Pinning hopes on polls

It is less than a semester before the leadership changes in the country and aside from dealing with COVID-19, the new president would have to work doubly hard to ensure economic recovery and development.

Ricafort said the new administration should focus on economic recovery measures such as further reopening of the economy, creating more jobs, and improving the government’s fiscal position.

He also called for the promotion of greater inclusion among politicians and improved diplomatic relations with the biggest trading partners, sources of foreign investments.

Africa is hoping for a more progressive tax system including a modest wealth tax on billionaires, increasing personal income taxes on the wealthiest two to three percent of families, and jacking up the corporate income tax on large corporations.
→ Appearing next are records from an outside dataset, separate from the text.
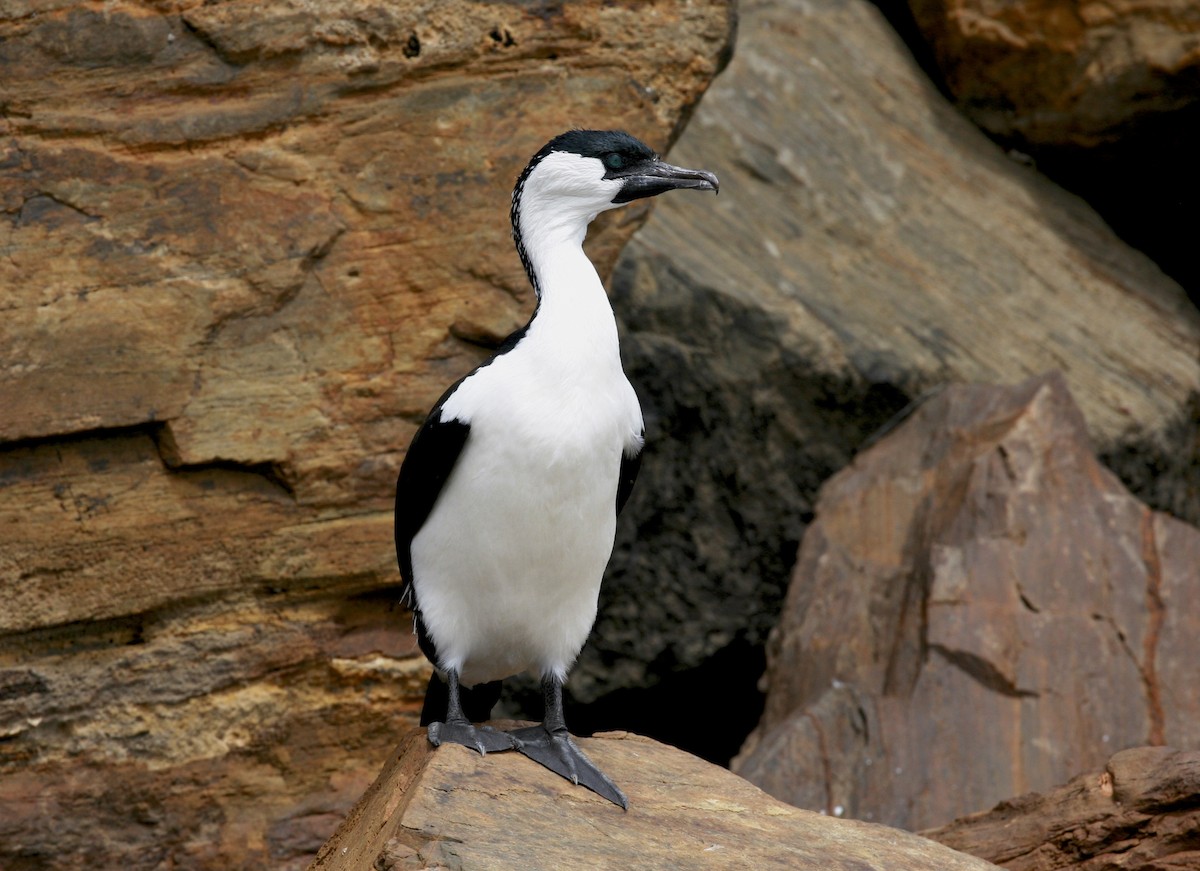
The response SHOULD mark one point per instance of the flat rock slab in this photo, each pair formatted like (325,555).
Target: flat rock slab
(453,809)
(1140,814)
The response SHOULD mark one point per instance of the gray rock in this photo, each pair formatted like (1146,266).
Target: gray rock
(868,245)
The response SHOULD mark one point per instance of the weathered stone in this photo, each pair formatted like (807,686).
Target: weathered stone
(868,245)
(243,250)
(1102,96)
(977,595)
(1140,814)
(1065,73)
(454,809)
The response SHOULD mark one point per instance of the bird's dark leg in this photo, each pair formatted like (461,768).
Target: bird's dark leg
(459,730)
(551,745)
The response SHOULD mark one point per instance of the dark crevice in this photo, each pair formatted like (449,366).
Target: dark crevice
(678,709)
(1144,181)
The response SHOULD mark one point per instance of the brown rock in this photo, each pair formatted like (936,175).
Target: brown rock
(454,809)
(244,248)
(1066,73)
(1140,814)
(869,244)
(977,595)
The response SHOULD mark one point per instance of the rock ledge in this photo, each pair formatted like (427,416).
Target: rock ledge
(454,809)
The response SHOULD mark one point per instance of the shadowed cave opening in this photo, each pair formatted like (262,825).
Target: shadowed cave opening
(707,710)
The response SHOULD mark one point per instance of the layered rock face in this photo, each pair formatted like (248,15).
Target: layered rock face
(1102,95)
(979,596)
(453,809)
(868,245)
(245,246)
(1068,73)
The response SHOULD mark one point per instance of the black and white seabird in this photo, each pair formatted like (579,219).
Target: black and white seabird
(508,498)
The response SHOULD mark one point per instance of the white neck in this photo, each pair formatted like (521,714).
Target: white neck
(574,319)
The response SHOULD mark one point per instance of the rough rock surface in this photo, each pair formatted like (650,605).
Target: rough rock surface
(453,809)
(868,244)
(977,595)
(1067,73)
(1101,94)
(1140,814)
(243,248)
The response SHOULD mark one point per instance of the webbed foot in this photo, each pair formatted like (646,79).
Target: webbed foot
(561,755)
(484,738)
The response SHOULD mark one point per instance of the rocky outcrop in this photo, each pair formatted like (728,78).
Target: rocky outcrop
(243,250)
(1140,814)
(977,595)
(1101,96)
(455,809)
(868,245)
(1080,73)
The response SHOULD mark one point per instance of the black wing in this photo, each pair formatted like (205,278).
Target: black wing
(430,460)
(629,468)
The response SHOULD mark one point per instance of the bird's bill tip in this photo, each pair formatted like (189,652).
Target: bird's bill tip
(659,178)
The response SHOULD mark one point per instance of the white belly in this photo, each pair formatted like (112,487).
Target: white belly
(508,566)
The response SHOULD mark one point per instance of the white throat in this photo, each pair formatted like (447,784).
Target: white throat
(558,200)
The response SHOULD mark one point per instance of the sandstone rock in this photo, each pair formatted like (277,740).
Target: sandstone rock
(454,809)
(977,595)
(1140,814)
(243,250)
(1065,73)
(1101,96)
(869,244)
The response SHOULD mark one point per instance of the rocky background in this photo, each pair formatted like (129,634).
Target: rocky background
(245,246)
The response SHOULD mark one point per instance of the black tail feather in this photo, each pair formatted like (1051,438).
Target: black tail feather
(477,701)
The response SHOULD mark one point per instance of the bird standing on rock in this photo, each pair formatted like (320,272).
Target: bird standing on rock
(508,498)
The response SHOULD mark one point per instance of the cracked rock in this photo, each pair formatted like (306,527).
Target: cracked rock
(451,808)
(977,596)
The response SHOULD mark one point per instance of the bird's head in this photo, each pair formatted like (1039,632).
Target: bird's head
(583,172)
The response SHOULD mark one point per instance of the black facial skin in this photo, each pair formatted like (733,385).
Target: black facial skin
(631,161)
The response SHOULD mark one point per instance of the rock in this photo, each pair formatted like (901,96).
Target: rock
(1080,73)
(1140,814)
(868,245)
(1101,96)
(977,595)
(243,250)
(453,809)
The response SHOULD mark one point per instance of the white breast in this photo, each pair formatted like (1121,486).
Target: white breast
(508,566)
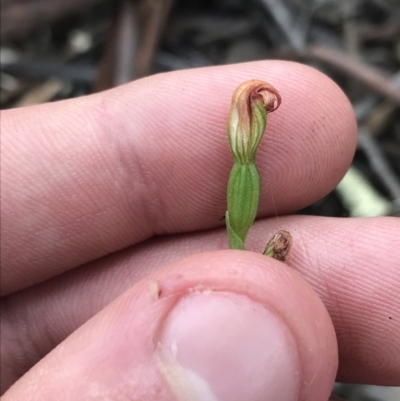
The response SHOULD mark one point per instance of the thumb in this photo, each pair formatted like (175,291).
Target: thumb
(220,326)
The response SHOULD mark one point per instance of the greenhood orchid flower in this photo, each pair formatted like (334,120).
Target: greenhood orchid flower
(251,103)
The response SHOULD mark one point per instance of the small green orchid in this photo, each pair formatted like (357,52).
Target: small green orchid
(251,103)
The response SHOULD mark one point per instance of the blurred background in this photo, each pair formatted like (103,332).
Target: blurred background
(57,49)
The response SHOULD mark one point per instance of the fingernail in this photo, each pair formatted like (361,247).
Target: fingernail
(217,346)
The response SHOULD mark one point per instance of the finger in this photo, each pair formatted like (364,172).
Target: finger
(351,263)
(227,325)
(86,177)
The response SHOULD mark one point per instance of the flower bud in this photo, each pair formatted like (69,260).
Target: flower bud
(251,102)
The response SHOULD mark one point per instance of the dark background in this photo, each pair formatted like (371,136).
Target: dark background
(57,49)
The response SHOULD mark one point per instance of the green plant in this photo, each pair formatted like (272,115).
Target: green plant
(251,103)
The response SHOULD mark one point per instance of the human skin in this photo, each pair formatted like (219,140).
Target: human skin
(111,208)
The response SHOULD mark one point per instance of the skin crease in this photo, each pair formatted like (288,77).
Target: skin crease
(120,176)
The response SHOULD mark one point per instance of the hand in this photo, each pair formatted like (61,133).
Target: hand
(139,173)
He also wants the government to make national industrialization, agricultural development, and directly providing social services become the focus of economic policymaking.

Chanco, on the other hand, emphasized that the election would be huge in determining the outlook for the rest of 2022 as both investment and government spending would be on the sidelines through the first half of next year.

“I think a smooth election, regardless of the outcome, is important for the economy. We cannot take this for granted,” he said.